Pikiran Ify kacau karena satu nama, Rio. Lelaki pemilik senyuman manis yang begitu menarik. Tetapi bukan itu yang membuat Ify tertarik pada Rio, melainkan karena dia bisa melihat mamanya setiap kali dia berada di sekitar ladang mawar yang dia tahu bahwa itu ladang milik Rio.
Kenapa Mama harus muncul di sana? Kenapa gue bisa ngelihat Mama di tempat yang bikin gue ketakutan? Tanya Ify di dalam hatinya.
Kalau Rio itu beneran ada di dunia nyata, terus gimana gue bisa nemuin di mana dia tinggal?
Enggak, itu cuma mimpi kok. Gue yakin kalau Rio itu nggak ada di dunia nyata. Dia cuma teman di alam mimpi gue kemarin doang. Lagian, di sini mana ada ladang mawar seluas itu.
Fiks, Rio cuma ada di dalam mimpi. Dia nggak nyata.
"Fy! Ify! Lo dengerin gue cerita apa enggak sih?" karena kesal tidak mendapat respons dari Ify, Via memutuskan buat menggoyang-goyangkan paha temannya itu.
"Ish!" Ify mendesis seraya menoleh ke arah Via, membuat gadis berpipi chubby itu hanya nyengir kuda sembari mengangkat kedua jarinya membentuk tanda perdamaian.
Suara pintu dibuka mengalihkan pandangan Via dan Ify. Kedua gadis itu menatap ke arah Alvin yang baru saja masuk ke kamar Ify. Tanpa sepatah kata, Alvin menempelkan punggung tangannya ke kening sang adik. Alvin hanya ingin memastikan apakah suhu tubuh Ify masih panas atau tidak.
"Via!" Ify menolehkan wajahnya ke arah Via usai menyingkirkan tangan Alvin dari keningnya.
"Ya? Lo mau apa? Bilang sama gue." tanyanya penuh semangat 45.
"Out dari kamar gue. Telinga gue rasanya mau pecah denger mulut beo lo."
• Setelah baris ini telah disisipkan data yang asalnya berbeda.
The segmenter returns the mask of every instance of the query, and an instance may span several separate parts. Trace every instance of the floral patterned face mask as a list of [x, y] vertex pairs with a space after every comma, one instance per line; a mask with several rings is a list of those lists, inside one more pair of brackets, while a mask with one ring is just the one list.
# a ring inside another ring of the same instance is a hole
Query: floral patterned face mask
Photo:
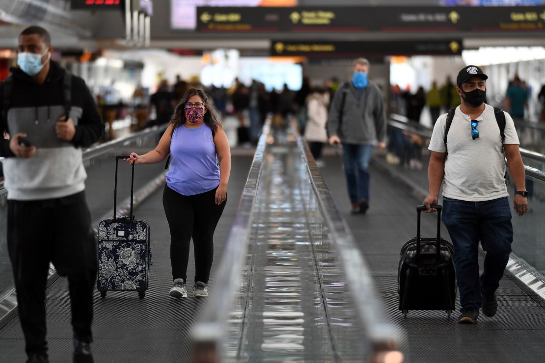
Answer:
[[203, 118], [204, 110], [201, 107], [191, 107], [186, 108], [185, 118], [191, 124], [197, 124]]

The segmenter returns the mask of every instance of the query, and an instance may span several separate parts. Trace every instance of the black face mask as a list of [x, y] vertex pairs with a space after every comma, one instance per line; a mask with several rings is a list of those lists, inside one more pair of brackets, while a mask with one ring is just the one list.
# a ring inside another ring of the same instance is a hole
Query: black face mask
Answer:
[[473, 107], [479, 107], [486, 99], [486, 89], [483, 91], [479, 88], [476, 88], [471, 92], [464, 92], [462, 90], [462, 93], [464, 94], [464, 96], [465, 96], [464, 97], [465, 102]]

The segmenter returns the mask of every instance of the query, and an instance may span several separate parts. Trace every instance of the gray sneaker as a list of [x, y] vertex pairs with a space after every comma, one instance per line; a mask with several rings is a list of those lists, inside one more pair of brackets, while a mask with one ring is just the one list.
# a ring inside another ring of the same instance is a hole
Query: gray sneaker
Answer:
[[461, 310], [462, 313], [458, 318], [458, 322], [462, 324], [475, 324], [479, 316], [478, 309], [464, 309]]
[[187, 297], [187, 289], [183, 279], [176, 279], [174, 280], [174, 286], [168, 292], [168, 294], [173, 298]]
[[193, 290], [193, 296], [208, 296], [208, 284], [201, 282], [199, 281], [195, 282], [195, 287]]

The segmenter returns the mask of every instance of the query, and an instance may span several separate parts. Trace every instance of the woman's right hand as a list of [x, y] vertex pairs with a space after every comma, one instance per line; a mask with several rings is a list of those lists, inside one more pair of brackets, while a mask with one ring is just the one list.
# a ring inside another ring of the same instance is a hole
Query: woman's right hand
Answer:
[[123, 160], [129, 163], [130, 165], [138, 165], [140, 163], [140, 156], [136, 152], [131, 152], [129, 154], [129, 156], [130, 157], [128, 159], [123, 159]]

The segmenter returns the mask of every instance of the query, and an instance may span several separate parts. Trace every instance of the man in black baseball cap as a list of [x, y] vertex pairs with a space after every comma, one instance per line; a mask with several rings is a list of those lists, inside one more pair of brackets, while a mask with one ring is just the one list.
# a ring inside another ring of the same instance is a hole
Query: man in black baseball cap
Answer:
[[[496, 291], [513, 242], [506, 158], [516, 187], [514, 208], [519, 217], [528, 210], [517, 131], [508, 113], [485, 103], [488, 78], [474, 65], [458, 73], [461, 104], [440, 116], [434, 127], [428, 147], [429, 194], [422, 203], [427, 211], [432, 210], [430, 206], [439, 201], [444, 181], [443, 222], [454, 246], [462, 306], [458, 322], [462, 323], [475, 323], [480, 309], [489, 318], [498, 311]], [[480, 276], [480, 243], [486, 251]]]
[[472, 77], [479, 77], [481, 79], [487, 79], [488, 76], [482, 72], [482, 70], [476, 65], [468, 65], [464, 67], [458, 73], [456, 77], [456, 85], [458, 87]]
[[456, 85], [458, 87], [457, 91], [461, 97], [462, 108], [469, 107], [471, 109], [468, 114], [476, 113], [478, 115], [484, 110], [483, 102], [486, 100], [485, 81], [488, 78], [482, 70], [476, 65], [467, 66], [458, 72], [456, 77]]

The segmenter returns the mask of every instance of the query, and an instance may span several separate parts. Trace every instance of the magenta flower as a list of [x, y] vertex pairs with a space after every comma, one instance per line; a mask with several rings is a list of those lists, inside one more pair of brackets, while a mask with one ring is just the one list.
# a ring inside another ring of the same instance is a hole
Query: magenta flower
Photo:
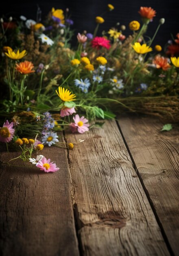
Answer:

Bukan Ify namanya kalau tidak pedas kata-katanya. Via sudah biasa mendengar kata-k********r dan menyakitkan dari bibir Ify. Malah yang ada, saat Ify koma kemarin, Via merindukan u*****n dan kata-k********r dari teman karibnya itu. Sekarang, Via tersenyum girang karena akhirnya dia bisa mendengar bibir savage Ify lagi.
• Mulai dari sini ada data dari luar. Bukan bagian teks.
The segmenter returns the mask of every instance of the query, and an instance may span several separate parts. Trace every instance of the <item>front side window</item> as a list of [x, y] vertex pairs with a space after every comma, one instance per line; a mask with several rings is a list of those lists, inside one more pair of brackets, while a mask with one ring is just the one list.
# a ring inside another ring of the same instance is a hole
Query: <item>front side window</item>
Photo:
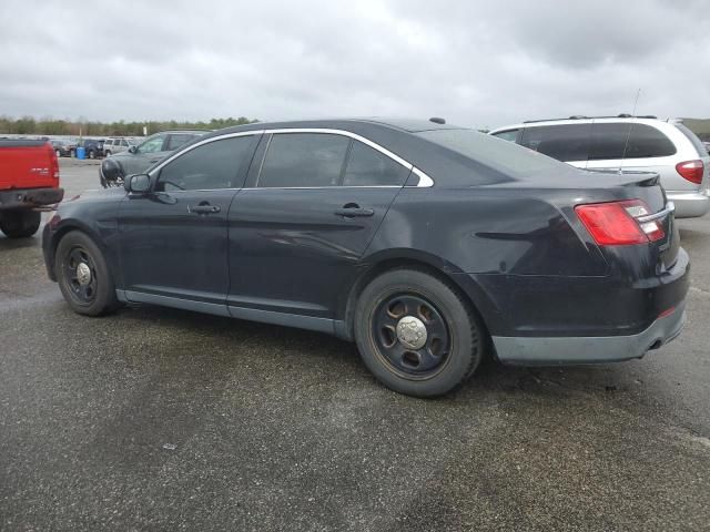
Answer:
[[165, 135], [155, 135], [151, 136], [143, 144], [138, 146], [139, 153], [155, 153], [163, 151], [163, 141], [165, 140]]
[[518, 131], [520, 130], [499, 131], [498, 133], [494, 133], [493, 136], [497, 136], [504, 141], [515, 142], [518, 137]]
[[274, 134], [258, 187], [337, 186], [351, 140], [326, 133]]
[[526, 127], [520, 145], [558, 161], [587, 161], [591, 123]]
[[353, 141], [343, 185], [345, 186], [402, 186], [409, 170], [377, 150]]
[[673, 143], [650, 125], [596, 123], [591, 131], [590, 161], [666, 157], [676, 153]]
[[234, 188], [240, 171], [251, 157], [254, 135], [213, 141], [168, 163], [160, 172], [156, 191], [209, 191]]

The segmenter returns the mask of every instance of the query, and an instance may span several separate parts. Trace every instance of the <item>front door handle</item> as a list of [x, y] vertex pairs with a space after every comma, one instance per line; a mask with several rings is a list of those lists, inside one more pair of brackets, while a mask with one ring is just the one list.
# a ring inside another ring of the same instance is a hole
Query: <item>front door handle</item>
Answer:
[[200, 205], [189, 205], [187, 211], [194, 214], [215, 214], [221, 211], [219, 205], [209, 205], [209, 204], [200, 204]]
[[372, 216], [375, 214], [375, 211], [372, 208], [363, 208], [359, 206], [352, 206], [352, 207], [343, 207], [343, 208], [336, 208], [335, 209], [335, 215], [336, 216], [343, 216], [345, 218], [364, 218], [367, 216]]

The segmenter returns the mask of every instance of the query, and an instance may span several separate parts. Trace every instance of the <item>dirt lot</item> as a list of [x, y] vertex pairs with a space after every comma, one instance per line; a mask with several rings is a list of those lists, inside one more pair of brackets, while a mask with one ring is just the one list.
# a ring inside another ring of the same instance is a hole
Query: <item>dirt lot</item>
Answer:
[[[94, 162], [62, 160], [68, 197]], [[710, 530], [710, 217], [678, 340], [488, 364], [439, 400], [327, 336], [162, 308], [83, 318], [0, 236], [0, 530]]]

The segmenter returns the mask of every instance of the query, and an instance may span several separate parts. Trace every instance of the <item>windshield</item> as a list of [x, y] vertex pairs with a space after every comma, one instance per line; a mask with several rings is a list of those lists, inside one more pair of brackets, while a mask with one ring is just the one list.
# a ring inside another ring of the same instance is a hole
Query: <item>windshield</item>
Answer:
[[547, 155], [474, 130], [432, 130], [416, 134], [514, 177], [560, 167], [569, 170], [569, 165]]

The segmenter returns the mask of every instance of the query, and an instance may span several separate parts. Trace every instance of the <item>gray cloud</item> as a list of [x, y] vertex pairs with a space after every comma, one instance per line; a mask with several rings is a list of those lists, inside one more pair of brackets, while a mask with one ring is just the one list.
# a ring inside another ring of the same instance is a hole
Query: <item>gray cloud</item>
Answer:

"Lo yakin nggak mau gue temenin bobok?" Via bukannya langsung pulang, dia malah sengaja menggoda Ify agar temannya itu emosi dulu.
Mata Ify melirik-lirik ke arah Alvin, seperti dia sedang meminta kakaknya buat mengantar Via pulang.
"Aww... Bang Alvin, apa-apaan sih ini?"
Via dibuat kaget ketika dia merasa Alvin menarik kerah kemeja bagian belakang sehingga mau tak mau Via pun ikut berdiri dan berjalan mundur buat mengikuti ke mana langkah Alvin. Via benar-benar tidak mengira, dia akan mendapat perlakuan seperti ini.
Ish, gue diseret tapi gue malah kesenengan begini. Dasar Via, sadar please, kalau saat ini tuh lagi diseret-seret kayak orang gila sama Bang Alvin. Pekik hati kecilnya, tapi Via tetap tidak bisa menyembunyikan senyuman bahagianya.